We note first that division by zero is not allowed and that for this reason \(8x+6\) may not be equal to zero and that therefore \(x=-{{3}\over{4}}\) is not a solution.

We now distinguish two cases, namely \(8x+6>0\) and \(8x+6<0\).
In both cases we multiply the inequality on both sides by \(8x+6\) because we then get a linear inequality, for which we know there is a solution method.

Suppose \(8x+6>0\), i.e. \(x> -{{3}\over{4}}\). Then we get \(2<-6(8x+6)\).
When we move everything with \(x\) to the left and all constant terms to the right, we get \(48x<-38\).
Then, dvision by the coefficient of \(x\)gives \(x < -{{19}\over{24}}\).
So we have the following system of inequalities: \(x> -{{3}\over{4}}\,\wedge\; x < -{{19}\over{24}}\)
and this simplifies to \(\text{an empty solution set}\).

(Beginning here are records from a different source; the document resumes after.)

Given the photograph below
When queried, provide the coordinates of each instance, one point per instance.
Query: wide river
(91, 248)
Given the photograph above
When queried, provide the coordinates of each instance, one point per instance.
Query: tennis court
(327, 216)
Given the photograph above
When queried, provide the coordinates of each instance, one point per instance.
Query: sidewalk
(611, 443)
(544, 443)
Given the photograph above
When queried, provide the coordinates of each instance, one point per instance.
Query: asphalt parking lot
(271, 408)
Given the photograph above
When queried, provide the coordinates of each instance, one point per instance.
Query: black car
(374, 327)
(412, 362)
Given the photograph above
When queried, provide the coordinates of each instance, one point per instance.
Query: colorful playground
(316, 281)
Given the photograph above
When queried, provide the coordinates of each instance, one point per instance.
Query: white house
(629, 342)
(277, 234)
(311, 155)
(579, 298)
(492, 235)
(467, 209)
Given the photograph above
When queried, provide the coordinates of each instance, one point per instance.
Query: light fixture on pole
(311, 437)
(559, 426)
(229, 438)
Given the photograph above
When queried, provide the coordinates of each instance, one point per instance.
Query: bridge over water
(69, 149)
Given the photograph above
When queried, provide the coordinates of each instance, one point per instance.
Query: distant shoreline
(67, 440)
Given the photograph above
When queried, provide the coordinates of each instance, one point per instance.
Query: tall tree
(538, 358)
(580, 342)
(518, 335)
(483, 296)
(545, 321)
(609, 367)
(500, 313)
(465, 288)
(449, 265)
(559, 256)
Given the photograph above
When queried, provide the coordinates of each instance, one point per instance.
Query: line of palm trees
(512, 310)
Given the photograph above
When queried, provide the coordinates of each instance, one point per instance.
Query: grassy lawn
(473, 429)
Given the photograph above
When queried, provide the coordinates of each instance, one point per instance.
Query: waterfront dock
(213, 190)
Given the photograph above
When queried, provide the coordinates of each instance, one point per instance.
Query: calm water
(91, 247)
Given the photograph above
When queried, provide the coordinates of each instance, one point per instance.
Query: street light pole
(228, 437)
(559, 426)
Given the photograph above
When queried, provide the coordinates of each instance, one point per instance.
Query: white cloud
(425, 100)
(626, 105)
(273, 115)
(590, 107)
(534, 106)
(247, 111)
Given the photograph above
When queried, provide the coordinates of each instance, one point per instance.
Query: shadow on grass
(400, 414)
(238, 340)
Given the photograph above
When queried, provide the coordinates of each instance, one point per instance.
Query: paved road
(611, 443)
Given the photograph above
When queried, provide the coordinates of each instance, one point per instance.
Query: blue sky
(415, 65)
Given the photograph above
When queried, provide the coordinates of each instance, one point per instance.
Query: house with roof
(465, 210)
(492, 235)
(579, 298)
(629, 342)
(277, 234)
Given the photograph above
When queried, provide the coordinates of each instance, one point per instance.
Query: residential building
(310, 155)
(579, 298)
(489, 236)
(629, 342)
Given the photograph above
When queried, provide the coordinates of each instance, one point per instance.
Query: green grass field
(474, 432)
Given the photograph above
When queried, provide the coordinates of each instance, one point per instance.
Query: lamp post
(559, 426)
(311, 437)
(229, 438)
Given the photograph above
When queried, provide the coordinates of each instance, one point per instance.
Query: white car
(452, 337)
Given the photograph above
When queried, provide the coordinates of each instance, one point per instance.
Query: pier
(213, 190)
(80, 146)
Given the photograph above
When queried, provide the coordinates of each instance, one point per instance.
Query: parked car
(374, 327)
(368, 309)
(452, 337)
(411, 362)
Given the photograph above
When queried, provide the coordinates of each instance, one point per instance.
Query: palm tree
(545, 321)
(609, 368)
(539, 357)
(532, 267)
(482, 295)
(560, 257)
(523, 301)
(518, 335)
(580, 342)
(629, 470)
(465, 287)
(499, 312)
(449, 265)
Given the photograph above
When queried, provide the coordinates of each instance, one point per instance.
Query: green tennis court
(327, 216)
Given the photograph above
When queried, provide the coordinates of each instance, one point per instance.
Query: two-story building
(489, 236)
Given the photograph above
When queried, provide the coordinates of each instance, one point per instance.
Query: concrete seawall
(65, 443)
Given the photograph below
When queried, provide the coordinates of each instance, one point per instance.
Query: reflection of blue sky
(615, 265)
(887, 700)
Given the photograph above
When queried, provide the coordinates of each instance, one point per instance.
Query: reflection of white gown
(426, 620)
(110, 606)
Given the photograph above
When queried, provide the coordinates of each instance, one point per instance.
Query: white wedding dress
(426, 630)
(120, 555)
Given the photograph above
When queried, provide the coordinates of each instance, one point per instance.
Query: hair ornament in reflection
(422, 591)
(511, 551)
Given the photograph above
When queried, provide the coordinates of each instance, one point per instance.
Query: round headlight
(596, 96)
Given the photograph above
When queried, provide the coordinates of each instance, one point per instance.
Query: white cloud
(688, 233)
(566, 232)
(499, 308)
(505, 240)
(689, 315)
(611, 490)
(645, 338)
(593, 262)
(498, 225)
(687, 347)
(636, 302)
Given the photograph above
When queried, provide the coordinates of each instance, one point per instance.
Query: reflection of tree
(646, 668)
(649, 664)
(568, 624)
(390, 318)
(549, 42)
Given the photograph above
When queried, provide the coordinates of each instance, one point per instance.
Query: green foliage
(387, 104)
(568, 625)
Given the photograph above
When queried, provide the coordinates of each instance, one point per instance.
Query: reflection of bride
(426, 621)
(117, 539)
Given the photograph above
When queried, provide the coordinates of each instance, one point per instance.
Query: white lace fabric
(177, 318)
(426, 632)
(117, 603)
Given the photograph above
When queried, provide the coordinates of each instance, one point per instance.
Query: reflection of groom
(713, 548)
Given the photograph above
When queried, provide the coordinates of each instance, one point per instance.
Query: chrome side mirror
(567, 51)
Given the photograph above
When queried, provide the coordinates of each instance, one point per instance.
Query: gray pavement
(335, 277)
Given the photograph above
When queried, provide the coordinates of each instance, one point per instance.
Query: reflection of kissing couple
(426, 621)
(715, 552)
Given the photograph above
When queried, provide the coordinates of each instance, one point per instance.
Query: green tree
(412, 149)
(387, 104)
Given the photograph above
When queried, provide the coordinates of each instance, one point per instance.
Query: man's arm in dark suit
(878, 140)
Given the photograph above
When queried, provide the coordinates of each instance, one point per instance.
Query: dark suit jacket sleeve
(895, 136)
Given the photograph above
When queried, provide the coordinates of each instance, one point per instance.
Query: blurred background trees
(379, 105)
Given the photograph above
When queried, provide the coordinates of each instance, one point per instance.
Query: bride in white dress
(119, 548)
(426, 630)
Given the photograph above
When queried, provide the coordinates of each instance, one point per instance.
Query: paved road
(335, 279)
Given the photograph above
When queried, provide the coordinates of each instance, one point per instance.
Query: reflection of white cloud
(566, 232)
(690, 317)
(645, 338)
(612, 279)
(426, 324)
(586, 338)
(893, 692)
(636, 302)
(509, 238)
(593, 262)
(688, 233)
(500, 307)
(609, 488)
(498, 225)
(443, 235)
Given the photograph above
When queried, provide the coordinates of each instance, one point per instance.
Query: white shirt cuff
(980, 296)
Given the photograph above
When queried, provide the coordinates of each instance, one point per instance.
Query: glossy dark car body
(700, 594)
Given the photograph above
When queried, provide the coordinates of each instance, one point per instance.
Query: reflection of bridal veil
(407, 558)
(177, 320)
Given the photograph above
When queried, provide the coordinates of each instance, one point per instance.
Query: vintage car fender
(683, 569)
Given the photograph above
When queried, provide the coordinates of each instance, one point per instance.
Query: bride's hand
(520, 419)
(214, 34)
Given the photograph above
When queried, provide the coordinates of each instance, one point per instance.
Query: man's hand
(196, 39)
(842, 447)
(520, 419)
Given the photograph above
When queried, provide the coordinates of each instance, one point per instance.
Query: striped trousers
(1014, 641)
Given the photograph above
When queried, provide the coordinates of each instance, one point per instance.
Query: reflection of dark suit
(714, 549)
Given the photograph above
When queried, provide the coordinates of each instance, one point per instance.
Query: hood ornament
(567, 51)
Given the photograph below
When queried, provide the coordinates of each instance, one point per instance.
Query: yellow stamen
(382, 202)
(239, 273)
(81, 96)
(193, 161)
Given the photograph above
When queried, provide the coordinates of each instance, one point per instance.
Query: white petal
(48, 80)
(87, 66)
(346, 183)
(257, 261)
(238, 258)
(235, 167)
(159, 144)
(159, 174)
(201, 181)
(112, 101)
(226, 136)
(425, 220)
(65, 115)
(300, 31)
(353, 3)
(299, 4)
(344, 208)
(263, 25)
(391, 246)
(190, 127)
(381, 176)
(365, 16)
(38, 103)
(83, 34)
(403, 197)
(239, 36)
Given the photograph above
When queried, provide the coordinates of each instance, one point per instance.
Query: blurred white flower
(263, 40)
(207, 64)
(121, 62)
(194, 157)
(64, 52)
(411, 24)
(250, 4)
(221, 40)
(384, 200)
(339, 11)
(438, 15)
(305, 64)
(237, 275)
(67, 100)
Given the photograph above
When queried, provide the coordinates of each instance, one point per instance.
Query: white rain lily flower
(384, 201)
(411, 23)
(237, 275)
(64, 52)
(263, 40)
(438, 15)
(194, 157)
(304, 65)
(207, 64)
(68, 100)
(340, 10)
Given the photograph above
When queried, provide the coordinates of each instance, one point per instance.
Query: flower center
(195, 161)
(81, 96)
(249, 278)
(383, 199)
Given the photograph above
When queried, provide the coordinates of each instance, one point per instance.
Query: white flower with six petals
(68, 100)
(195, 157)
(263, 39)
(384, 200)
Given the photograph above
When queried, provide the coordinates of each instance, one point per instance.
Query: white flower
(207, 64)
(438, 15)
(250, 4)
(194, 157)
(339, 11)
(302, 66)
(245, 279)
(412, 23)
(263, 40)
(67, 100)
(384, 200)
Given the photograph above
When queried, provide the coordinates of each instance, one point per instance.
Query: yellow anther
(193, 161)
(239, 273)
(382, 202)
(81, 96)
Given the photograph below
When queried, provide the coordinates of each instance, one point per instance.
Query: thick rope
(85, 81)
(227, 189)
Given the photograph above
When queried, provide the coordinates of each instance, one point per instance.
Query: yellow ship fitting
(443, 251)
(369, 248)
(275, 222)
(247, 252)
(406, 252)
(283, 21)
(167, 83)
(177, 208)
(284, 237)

Suppose \(8x+6<0\), i.e. \(x< -{{3}\over{4}}\). Then we get \(2>-6(8x+6)\).
When we move everything with \(x\) to the left and all constant terms to the right, we get \(48x>-38\).
Then, division by the coefficient of \(x\) gives \(x > -{{19}\over{24}}\).
So we have the following system of inequalities: \(x< -{{3}\over{4}}\,\wedge\; x > -{{19}\over{24}}\)
and this simplifies to \(-{{19}\over{24}}\lt x\lt -{{3}\over{4}}\).

The solution of the original inequality is \(-{{19}\over{24}}\lt x\lt -{{3}\over{4}}\).